Aún no está claro si el blanqueamiento dental profesional puede dañar o no al feto. Durante el embarazo también debes evitar remedios caseros como cepillarte los dientes con sal, levadura en polvo o zumo de limón. Estos métodos dañan aún más el esmalte dental, que ya está muy estresado durante el embarazo. También debes evitar el uso de remedios caseros para aliviar el dolor de muelas durante el embarazo.
Ortodoncia y embarazo
Desde el punto de vista de la salud no hay motivos que desaconsejen los tratamientos de ortodoncia durante la gestación.

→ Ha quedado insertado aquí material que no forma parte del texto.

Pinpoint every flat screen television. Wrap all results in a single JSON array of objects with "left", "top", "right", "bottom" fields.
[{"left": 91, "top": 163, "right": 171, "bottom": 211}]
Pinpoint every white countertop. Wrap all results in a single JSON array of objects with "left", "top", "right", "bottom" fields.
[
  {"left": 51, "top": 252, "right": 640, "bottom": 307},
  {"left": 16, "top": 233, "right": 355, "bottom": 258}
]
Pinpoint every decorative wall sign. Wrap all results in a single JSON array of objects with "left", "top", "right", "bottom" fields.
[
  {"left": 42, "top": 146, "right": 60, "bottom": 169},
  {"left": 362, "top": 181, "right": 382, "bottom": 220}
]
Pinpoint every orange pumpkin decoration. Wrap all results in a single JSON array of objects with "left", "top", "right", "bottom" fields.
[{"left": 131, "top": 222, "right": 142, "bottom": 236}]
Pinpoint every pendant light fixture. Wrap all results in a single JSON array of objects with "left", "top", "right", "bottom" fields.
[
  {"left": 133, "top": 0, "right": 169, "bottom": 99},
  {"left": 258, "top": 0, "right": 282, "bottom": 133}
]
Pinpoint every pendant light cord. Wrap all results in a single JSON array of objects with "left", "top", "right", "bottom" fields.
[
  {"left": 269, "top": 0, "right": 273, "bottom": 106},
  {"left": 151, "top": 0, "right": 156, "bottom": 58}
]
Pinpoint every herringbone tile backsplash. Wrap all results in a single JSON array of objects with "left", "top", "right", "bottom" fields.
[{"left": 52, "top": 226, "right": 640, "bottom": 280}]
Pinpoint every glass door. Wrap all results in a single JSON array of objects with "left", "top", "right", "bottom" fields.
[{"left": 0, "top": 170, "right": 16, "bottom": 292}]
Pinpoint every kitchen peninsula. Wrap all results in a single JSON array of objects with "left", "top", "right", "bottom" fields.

Ahora bien, considerando que la duración suele ser prolongada y que no son tratamientos que requieran atención urgente, siempre es mejor esperar al nacimiento del niño.
Precauciones adicionales
- No fumes: Además de afectar a tu embarazo, perjudica la salud de tus dientes.
- No tomes medicación sin prescripción: Ante la presencia de dolor utiliza preferiblemente paracetamol.

Conclusión
En definitiva, el cuidado bucal en el embarazo es un aspecto fundamental que no debe ser descuidado. Con pequeñas acciones diarias y visitas regulares al dentista, puedes prevenir problemas y mantener una salud bucodental óptima.